Base Pretrained Models

Pretrained Model¶

`PretrainedMolTransformer` ¶

Bases: MoleculeTransformer

Transformer based on pretrained featurizer

Note

When implementing a subclass of this class, you need to define the _embed and optionally the _convert methods.
If your model is an instance of PretrainedModel that handles loading of the model from a store or through a complex mechanism then you can decide whether you want to preload the true underlying model. You will be in charge of handling the logic of when you need to call preload, and when you don't. Note however that by default preloading is only attempted when the featurizer is still an instance of PretrainedModel.

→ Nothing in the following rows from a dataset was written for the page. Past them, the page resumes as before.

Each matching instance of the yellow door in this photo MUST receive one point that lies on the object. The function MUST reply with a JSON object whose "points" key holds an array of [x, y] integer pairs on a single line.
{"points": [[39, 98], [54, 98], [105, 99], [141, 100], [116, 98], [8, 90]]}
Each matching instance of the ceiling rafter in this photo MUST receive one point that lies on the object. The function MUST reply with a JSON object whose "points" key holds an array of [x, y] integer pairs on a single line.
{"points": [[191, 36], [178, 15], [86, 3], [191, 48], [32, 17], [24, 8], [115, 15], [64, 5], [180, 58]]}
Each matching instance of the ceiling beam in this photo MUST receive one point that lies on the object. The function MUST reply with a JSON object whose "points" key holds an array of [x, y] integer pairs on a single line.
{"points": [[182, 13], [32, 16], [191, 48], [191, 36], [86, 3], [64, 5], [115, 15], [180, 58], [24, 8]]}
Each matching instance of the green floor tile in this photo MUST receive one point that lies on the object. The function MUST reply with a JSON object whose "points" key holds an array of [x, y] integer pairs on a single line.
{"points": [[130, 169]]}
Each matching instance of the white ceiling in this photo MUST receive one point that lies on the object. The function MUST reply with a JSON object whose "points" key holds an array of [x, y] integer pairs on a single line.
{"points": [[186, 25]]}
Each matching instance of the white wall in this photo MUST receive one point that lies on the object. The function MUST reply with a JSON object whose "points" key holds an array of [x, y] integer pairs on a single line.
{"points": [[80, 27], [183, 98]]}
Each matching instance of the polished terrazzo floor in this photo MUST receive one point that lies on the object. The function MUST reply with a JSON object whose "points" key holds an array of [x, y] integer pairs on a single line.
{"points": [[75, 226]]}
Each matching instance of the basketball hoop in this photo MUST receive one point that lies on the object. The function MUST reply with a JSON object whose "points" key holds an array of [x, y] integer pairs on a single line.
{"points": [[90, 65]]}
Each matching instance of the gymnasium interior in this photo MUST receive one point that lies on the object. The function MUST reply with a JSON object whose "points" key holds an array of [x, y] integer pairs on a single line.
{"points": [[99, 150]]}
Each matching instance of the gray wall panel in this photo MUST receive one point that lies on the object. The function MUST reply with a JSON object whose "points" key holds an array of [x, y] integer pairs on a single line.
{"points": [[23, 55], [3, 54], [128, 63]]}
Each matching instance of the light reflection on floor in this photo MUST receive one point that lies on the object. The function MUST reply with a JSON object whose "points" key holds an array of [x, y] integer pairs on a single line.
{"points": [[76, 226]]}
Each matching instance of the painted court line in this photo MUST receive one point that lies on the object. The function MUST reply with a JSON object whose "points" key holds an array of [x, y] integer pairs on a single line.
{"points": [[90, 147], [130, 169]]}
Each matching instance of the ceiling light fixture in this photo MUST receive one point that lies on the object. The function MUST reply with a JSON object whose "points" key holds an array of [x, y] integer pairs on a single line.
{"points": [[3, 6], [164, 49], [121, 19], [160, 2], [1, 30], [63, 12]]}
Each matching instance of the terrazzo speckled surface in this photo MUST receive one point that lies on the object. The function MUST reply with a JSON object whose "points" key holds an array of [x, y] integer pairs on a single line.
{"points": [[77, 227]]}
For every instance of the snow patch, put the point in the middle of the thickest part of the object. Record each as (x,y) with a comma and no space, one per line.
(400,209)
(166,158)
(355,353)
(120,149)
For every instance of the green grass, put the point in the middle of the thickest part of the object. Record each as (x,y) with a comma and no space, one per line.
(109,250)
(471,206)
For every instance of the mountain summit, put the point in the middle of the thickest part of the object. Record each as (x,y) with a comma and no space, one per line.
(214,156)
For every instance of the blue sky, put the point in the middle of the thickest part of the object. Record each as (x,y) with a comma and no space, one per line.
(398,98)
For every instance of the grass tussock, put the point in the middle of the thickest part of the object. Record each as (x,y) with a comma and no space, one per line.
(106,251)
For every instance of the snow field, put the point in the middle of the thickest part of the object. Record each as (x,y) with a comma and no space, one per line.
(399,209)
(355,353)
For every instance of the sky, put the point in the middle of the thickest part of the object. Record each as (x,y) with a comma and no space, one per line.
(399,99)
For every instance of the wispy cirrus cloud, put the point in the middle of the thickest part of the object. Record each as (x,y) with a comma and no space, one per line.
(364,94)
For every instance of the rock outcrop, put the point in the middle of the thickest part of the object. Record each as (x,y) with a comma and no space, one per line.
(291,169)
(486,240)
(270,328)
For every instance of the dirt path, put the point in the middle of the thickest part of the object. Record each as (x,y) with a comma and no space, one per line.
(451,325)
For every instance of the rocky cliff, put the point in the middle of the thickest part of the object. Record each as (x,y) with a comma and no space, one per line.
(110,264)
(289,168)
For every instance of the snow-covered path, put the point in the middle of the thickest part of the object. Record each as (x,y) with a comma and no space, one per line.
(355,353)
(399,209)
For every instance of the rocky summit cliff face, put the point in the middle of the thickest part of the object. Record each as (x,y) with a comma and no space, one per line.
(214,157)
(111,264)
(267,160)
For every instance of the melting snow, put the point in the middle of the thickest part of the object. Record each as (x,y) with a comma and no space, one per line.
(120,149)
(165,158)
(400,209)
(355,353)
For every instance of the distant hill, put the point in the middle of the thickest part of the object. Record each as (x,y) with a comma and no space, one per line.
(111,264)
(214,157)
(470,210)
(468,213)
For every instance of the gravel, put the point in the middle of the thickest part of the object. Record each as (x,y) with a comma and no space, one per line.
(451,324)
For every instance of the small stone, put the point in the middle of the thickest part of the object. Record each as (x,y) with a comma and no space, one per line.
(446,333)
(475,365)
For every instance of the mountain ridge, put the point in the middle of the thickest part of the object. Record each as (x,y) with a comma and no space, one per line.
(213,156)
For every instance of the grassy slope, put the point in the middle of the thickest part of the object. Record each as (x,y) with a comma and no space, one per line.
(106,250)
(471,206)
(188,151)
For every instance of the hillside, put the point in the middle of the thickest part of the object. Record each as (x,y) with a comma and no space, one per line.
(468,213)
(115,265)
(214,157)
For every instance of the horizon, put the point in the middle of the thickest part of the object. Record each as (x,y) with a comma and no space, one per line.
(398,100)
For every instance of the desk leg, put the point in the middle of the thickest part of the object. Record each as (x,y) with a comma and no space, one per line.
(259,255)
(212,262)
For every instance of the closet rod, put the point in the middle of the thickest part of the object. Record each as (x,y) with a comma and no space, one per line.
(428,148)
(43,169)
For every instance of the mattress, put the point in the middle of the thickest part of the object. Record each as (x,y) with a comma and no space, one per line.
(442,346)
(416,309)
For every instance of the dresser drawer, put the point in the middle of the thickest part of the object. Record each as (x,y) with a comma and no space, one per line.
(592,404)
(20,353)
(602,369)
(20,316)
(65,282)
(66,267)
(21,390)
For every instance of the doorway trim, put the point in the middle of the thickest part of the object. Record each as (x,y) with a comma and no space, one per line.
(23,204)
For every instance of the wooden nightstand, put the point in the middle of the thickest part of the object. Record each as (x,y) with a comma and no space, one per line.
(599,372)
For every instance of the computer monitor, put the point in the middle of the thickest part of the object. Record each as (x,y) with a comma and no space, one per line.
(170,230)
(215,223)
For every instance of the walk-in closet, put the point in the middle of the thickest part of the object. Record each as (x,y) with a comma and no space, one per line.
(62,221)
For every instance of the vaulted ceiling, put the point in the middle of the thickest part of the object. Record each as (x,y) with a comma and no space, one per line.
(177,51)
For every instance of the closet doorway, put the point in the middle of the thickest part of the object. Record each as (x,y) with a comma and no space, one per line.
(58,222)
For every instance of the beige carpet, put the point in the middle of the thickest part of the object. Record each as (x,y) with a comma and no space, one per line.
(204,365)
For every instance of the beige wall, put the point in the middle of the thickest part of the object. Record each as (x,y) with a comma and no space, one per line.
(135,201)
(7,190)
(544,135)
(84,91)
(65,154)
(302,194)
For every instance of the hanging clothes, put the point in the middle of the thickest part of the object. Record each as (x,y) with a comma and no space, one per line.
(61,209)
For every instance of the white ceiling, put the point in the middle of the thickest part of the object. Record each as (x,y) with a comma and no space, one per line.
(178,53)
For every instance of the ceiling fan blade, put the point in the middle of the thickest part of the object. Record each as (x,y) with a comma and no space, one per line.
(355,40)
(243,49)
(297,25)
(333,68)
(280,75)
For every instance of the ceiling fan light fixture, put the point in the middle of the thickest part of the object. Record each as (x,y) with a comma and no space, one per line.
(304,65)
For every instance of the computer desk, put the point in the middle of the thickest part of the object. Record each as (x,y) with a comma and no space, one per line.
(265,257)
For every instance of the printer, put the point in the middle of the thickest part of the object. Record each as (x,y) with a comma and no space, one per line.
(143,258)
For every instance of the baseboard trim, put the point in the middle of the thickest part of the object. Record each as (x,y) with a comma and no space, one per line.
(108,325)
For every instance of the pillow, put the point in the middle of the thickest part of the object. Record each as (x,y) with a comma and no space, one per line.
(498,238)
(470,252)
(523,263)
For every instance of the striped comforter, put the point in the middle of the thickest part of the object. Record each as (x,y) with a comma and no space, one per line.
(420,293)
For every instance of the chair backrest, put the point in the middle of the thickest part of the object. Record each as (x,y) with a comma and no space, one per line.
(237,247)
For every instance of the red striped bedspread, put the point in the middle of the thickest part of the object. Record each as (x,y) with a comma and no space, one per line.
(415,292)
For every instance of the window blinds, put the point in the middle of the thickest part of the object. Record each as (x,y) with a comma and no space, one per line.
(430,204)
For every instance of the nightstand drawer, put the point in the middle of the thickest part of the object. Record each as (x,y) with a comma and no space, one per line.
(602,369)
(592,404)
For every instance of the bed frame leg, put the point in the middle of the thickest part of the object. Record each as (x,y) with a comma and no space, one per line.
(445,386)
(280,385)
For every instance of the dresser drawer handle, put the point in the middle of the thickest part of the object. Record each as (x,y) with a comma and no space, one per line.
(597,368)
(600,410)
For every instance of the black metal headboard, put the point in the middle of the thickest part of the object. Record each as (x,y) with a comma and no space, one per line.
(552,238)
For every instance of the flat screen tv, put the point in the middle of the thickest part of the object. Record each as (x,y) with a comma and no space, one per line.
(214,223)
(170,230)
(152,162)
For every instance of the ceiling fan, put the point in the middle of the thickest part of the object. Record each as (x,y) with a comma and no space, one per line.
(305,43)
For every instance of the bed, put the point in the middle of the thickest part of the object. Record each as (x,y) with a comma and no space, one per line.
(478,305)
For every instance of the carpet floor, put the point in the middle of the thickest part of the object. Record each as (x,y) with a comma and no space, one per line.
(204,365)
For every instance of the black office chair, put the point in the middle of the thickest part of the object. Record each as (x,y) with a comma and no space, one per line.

Attributes featurizer (object): featurizer object dtype (type, optional): Data type. Use call instead precompute_cache: (bool, optional): Whether to precompute the features into a local cache. Defaults to False. Note that due to molecular hashing, some pretrained featurizers might be better off just not using any cache as they can be faster. Furthermore, the cache is not saved when pickling the object. If you want to save the cache, you need to save the object separately. _require_mols (bool): Whether the embedding takes mols or smiles as input preload: whether to preload the pretrained model from the store (if available) during initialization.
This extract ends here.